3 Current opportunities

Research will likely continue to build on the body of work mentioned above, largely driven by rapid technology enhancements. While this alone will probably lead to incremental improvements in the understanding of player movement in team sports, access to more data also has the potential to lead to misuse and/or misinterpretation. As a result, additional attention being paid to the areas below will likely have an accelerative and perhaps more fundamental impact comparatively.

Technological improvements to commercially available tracking systems have afforded the end user the ability to answer related questions in greater detail. For example, near real-time access to limb tracking enables precise rule adjudication and technique analysis.
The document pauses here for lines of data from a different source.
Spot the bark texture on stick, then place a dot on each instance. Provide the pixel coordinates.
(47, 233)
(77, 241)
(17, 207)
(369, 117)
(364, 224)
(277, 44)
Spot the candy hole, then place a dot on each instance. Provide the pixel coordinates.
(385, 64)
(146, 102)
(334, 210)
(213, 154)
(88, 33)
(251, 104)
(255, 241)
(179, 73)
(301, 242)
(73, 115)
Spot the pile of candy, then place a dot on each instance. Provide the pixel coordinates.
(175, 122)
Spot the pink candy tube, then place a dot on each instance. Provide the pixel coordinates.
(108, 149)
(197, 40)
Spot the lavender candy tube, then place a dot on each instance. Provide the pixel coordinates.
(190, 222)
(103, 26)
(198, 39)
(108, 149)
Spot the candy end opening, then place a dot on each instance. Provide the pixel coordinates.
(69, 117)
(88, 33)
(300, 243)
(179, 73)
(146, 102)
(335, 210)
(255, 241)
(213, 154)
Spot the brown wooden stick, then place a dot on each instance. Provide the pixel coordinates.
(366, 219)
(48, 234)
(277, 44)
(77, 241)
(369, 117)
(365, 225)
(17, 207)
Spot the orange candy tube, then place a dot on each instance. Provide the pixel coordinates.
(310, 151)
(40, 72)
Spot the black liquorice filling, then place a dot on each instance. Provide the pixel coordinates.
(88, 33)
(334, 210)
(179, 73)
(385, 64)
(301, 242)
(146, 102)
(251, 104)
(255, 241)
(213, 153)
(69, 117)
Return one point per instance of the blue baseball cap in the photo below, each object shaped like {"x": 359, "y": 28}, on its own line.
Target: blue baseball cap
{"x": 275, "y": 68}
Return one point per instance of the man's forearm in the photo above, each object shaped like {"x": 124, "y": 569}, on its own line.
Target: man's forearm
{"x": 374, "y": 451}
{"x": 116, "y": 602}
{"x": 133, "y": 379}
Prior to these recent improvements, the utilisation of tracking data to date has often been limited to the use of discrete representations of movement. For example, speed is captured at 10 Hz via GNSS but is often reported as an average speed over the duration of a drill. This is likely partly due to the lack of computational power to deliver outputs in a timely manner. These representations include describing the movement as a volume of running within predetermined arbitrary velocity thresholds, counts of efforts above set thresholds, and measures of intensity derived by volume and duration metrics (107, 138, 139). Such representations of movement do not consider the emergent patterns within team sports and reduce human behaviour to isolated numerical values (140, 141). While value models and rule adjudication techniques in sports routinely use continuous movement data, their benefits are yet to be fully realised in routine practice. Discrete representations of movement are easily understood and acted upon, whereas continuous data require greater computation capacity but allow for the complexity within the sport to be accounted for. For example, previous examinations of maximal periods of movement have provided a guide to infer training intensity, whereas the automation of skeletal tracking data from competition would support the development of three-dimensional representations of movement during different components of the game (e.g., fast break, one-on-one situations, etc.). This actualises the potential for real-time coaching, omnipresent monitoring, more precise training prescription, and enhanced broadcast fan engagement features.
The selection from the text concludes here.